Sais-tu comme tu peux être belle lorsque tu es, par toi-même, oubliée ? Je te l’ai dit déjà, mille fois, et chaque fois il me semble que j’échoue à le dire. Sans doute parce que je ne sais pas exprimer ce qui, finalement, ne relève pas de la démonstration mais de la foi. Peut-être aussi est-ce un peu ta faute ? Peut-être es-tu trop rationnelle ?
Le jour avait commencé de décliner. Je m’étais redressé, moi, sans un bruit et je suis resté de longues minutes ainsi, à te contempler. Toute à tes mots, tout appliquée à t’offrir, tu ne te doutais pas de ce qui se tramait dans ton dos. Tu étais au delà…
Derrière nous, le ciel jouait le dernier acte du jour. Nous n’en savions rien, ni l’un ni l’autre, et cependant il devait éclater des feux d’artifices dans le ventre de chacun des pauvres nuages qui se sont aventurés hier à nous menacer de leurs bravades pusillanimes. Et je sais qu’il devait y avoir, répandu sur l’horizon, le sang de la lumière qui éclaboussait jusqu’à nous.
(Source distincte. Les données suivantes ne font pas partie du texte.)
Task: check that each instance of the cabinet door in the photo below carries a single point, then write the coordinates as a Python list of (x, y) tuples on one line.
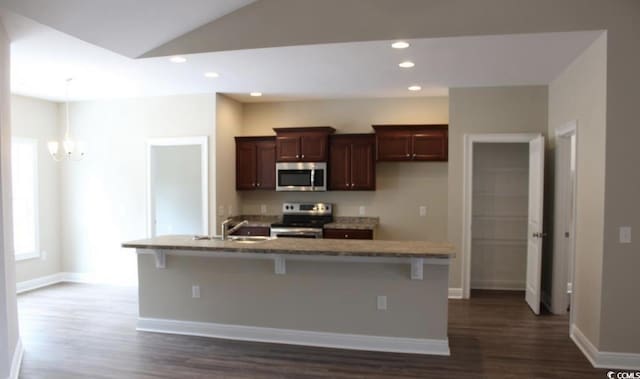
[(363, 166), (245, 165), (313, 147), (266, 165), (430, 146), (348, 234), (339, 164), (288, 148), (393, 146)]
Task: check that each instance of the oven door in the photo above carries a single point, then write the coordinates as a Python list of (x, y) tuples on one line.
[(296, 232), (301, 176)]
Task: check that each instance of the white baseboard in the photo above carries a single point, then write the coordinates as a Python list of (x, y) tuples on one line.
[(16, 362), (505, 285), (45, 281), (296, 337), (604, 359), (455, 293), (68, 277)]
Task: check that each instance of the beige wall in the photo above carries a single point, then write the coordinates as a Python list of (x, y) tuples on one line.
[(485, 110), (377, 20), (38, 119), (228, 125), (104, 195), (579, 94), (401, 186), (317, 296)]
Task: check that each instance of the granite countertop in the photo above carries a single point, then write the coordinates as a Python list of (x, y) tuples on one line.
[(256, 220), (303, 246), (364, 223)]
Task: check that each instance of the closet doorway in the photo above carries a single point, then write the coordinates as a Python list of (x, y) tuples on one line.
[(502, 237)]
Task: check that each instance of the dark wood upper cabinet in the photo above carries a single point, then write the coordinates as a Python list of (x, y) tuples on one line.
[(307, 144), (352, 162), (412, 142), (255, 163)]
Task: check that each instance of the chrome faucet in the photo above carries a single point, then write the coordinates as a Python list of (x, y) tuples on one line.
[(225, 232)]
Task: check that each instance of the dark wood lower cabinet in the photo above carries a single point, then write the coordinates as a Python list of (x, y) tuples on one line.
[(253, 231), (348, 234)]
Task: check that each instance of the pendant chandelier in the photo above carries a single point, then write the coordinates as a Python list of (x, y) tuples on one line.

Sur la courbe merveilleuse de ta nuque, découverte comme si elle eût été offerte à la hache d’un bourreau méticuleux, le dernier rayon de soleil avait trouvé son havre. Avec la même délicatesse que celle dont aurait fait preuve la main diaphane d’un ange consolateur, il caressait chacun de ces petits poils si doux qui couvrent ton cou d’un fin duvet d’or et de miel que j’aime tant.